Puri stared at Rinku with granite-hard eyes. 'Listen, you bugger, when I asked for your help, ever, haa?' he asked, switching back to English. 'This is top priority. I need to get close to this fellow.'

'He'll see you coming, Chubby. You'll stand out like a white chick at a black orgy.'

'You can make the introduction.'

'What makes you so sure?'

Puri made a gesture. 'To use your words, Pappu, "Don't talk bullshit."'

'You'll need a lot of moola, buddy,' sighed Rinku. 'Where are you going to get it?'

The detective eyed the wads of notes on the table.

'What? Now you're wanting to borrow money, also?'

'Don't do tension. I'll pay you back, you bugger.'

Whoops of joy came from the other room. Rinku checked the match score.

'Shit, yaar,' he complained. 'Two lakhs down the bloody crapper.'

ELEVEN

'YES, YES, QUITE all right,' Mummy told Puri when he called her at around nine that evening. 'Air is so fresh and sweet here, na . . . Pardon? What you said, Chubby? I didn't get . . . Want to talk about what? Pakistan? Hello? Hello? Bad reception is there. Your voice is absent. Must be mountains and all. You're hearing me? Oh dear, so much disturbance. Should be I'll be reverting day after. Don't worry, na! Everything is totally fine.'

In fact things had not quite gone to plan. At five o'clock that morning, when Mummy went to pick up Ritu Auntie, her would-be travelling companion had announced that she didn't want to go to Haridwar because it was a Tuesday and it was inauspicious to start any new endeavour or venture on the second day of the week.

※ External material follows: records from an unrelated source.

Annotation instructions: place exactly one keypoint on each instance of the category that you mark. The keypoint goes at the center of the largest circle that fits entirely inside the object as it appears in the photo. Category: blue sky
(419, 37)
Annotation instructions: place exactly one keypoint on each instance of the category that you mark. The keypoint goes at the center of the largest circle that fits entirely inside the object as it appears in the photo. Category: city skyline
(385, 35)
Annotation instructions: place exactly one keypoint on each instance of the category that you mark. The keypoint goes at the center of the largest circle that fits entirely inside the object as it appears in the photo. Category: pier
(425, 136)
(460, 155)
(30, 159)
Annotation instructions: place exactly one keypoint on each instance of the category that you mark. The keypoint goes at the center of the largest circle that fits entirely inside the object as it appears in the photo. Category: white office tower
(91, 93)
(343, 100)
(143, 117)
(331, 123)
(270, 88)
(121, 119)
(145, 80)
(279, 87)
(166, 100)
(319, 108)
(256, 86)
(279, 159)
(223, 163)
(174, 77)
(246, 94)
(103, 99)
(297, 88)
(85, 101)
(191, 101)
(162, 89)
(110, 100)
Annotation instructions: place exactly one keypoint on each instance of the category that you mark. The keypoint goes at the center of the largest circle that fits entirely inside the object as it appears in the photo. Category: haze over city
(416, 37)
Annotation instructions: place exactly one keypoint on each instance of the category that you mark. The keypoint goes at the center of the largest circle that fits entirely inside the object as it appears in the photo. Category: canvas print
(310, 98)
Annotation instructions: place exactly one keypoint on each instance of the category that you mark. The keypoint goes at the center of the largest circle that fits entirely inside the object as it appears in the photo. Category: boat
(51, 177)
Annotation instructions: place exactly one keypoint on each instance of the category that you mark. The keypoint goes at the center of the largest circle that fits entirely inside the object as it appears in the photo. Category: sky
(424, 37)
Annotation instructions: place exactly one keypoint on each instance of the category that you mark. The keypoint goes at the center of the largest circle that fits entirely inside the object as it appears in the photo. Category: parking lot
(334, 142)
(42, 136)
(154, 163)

It had taken ten minutes to persuade her otherwise and then, before setting off, Ritu insisted on performing a puja for Ganesh, friend of travellers. A further delay came after they got downstairs and bundled themselves into the waiting car and Ritu realised that she'd forgotten to eat a pinch of sugar before leaving the house. Five more minutes were lost while she remedied this oversight.

Despite these delays, they might still have caught the train had it not been for Mummy's idiot driver, Majnu, who dropped them on the wrong side of New Delhi railway station. This meant they had to climb the steep stairs up to the pedestrian over-bridge, where they faced a tidal wave of pilgrims from Varanasi, all carrying bundles and big plastic containers of Ganga water.

By the time they reached platform 4, the 0530 Haridwar Express was pulling out of the station. The next train left an hour or so later - a local that reached their destination at six in the evening.

By the time they'd checked into the Good Luck Hotel, washed and eaten, it was almost nine o'clock.

Mummy's quest was going to have to start tomorrow. And she was fine with that. Ritu's idiosyncrasies were infuriating at times, but her husband's ashes had provided the perfect cover story. Besides, who was to say they weren't supposed to leave on the later train? Perhaps some terrible fate would have befallen them on the Haridwar Express.